A recent report published by global consultancy firm McKinsey & Company highlights that India is becoming a key focus for high street fashion brands as they increasingly turn to Asian growth markets, including India, to meet their manufacturing needs. The report noted that the Indian government has invested approximately US$ 2.5 billion in production-linked incentives and quality control reforms, with foreign investment tripling since 2019. The report also emphasizes that India is poised to play a more significant role in the global apparel market.
India is set to become a major focus for high-street fashion brands as global players seek growth opportunities in Asian markets. A recent McKinsey & Company report “State of Fashion 2025“ highlights India as a key focus for high-street fashion brands looking to tap into Asian growth markets for manufacturing and retail.
The global consultancy firm stated, with challenges emerging in China, including economic deceleration, shifting consumer preferences, and the resumption of international travel, global fashion brands are diversifying their strategies. Executives rank Asian markets, led by India, as prime sourcing destinations for the next five years, supported by regulatory incentives and growing manufacturing capabilities.
India is poised for a larger role in the global apparel market. “India is expected to play a more prominent role,” the report said.

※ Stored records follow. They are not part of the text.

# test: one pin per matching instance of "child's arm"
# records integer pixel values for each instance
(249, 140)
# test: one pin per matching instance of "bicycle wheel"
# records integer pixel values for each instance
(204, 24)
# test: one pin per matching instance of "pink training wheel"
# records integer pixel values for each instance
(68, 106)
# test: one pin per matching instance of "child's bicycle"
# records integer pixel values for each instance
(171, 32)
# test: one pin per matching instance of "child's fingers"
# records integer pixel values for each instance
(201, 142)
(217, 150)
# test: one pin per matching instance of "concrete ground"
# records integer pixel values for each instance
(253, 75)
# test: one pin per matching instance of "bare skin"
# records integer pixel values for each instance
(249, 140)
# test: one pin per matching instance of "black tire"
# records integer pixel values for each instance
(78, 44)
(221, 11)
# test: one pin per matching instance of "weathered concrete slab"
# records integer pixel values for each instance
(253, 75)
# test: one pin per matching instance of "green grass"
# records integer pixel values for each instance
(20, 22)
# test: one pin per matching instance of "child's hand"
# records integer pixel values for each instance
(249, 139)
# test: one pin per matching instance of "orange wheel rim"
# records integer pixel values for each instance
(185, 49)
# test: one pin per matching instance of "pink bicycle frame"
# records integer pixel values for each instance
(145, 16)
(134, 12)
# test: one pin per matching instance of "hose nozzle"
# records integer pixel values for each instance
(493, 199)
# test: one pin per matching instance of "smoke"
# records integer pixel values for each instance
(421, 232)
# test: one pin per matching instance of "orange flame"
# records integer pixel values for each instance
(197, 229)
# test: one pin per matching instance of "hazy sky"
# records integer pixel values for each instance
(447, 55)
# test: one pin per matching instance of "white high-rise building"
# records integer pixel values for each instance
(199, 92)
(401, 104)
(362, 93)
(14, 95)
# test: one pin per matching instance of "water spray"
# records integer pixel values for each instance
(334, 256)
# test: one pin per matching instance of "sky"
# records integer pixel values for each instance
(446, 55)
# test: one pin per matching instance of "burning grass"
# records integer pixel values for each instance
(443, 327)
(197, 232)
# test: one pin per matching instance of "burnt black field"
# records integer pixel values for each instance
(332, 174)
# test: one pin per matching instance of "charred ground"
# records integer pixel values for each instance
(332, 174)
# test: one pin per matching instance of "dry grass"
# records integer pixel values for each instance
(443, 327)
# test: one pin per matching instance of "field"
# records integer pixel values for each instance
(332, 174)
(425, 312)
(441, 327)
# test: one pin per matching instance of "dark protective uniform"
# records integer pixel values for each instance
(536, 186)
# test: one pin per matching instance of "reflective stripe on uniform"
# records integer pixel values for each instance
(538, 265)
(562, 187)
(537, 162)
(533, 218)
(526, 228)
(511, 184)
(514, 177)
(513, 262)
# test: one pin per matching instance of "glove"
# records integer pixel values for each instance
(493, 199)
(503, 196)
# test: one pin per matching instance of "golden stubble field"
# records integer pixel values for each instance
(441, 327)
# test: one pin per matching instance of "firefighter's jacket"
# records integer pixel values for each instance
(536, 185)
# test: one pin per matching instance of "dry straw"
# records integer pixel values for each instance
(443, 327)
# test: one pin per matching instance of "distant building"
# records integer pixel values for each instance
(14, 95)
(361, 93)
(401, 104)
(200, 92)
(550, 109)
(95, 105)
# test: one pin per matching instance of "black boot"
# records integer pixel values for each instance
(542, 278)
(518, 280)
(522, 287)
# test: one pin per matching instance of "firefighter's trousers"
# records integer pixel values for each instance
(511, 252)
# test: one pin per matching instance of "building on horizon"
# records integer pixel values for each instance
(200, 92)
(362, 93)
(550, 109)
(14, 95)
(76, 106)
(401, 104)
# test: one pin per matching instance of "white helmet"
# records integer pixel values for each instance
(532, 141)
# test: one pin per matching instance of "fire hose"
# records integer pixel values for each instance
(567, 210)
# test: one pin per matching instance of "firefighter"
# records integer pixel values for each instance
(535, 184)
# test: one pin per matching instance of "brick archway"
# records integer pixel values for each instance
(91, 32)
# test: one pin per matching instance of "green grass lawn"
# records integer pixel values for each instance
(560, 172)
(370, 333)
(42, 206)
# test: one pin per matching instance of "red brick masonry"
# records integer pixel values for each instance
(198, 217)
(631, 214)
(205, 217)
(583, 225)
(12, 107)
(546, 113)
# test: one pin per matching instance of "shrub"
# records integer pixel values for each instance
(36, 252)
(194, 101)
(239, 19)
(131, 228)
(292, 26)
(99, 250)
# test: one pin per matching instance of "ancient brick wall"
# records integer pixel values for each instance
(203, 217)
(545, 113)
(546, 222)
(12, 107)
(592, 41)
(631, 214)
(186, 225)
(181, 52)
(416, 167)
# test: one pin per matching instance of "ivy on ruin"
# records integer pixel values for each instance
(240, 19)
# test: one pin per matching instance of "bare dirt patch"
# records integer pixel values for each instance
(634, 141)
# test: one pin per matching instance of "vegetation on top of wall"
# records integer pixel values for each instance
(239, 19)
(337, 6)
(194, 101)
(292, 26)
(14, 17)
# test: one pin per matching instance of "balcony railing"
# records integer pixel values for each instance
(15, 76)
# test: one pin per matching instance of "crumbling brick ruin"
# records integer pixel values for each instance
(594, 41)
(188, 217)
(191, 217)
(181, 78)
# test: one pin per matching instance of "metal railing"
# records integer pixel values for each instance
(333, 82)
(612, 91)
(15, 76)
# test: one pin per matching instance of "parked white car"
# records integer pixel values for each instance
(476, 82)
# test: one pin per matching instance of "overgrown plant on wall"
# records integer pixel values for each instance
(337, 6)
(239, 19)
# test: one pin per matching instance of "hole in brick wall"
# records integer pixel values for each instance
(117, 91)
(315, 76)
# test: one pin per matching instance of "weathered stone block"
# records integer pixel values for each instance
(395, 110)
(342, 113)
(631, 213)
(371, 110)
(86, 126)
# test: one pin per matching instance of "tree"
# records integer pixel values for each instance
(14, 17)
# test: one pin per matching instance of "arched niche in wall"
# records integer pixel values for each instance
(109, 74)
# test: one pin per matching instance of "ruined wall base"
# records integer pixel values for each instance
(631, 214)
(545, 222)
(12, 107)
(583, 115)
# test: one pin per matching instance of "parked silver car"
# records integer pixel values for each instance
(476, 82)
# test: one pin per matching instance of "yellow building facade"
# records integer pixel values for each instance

The Indian government has committed US$ 2.5 billion to production-linked incentives and quality control reforms, while foreign investment has tripled since 2019. This development comes as the Indian economy, projected to grow 7% annually, is set to become the fourth-largest economy by 2025 and the third-largest consumer market by 2027.
The report mentioned, “India’s strong growth is rendering it a key global fashion market, particularly in the mid-market segment, which is expected to grow around 12 to 17 percent in 2025 compared to the projected low single-digit growth of the global fashion market.” However, the report notes that India had the highest rate of apparel quality failures in 2023, though it anticipates that these issues could improve in the near future.
The report further states that India’s middle class, which already exceeds the combined populations of the US and Western Europe, consists of 430 million people and is expected to grow to 1 billion by 2050, driven largely by growth in tier-two and tier-three cities. This demographic, alongside rapid digitization, will drive growth in the non-luxury fashion segment. India’s youth, with 66% of the population under 35 years old, further accelerates the trend, positioning the country as a hub for trend-focused fashion consumers.
The luxury market in India also offers significant potential. The country’s ultra-high-net-worth individual (UHNWI) population, defined as those with assets exceeding US$ 30 million, is forecasted to grow by 50% between 2023 and 2028, the fastest rate globally. Additionally, aspirational consumers, who represent about half of global luxury sales, are expected to increase from 60 million in 2023 to 100 million by 2027.
McKinsey notes opportunities in other Asian markets, including Japan, but underscores India’s pivotal role as a manufacturing and retail destination driven by a burgeoning middle class, youth-focused digitization, and an expanding luxury-consumer base.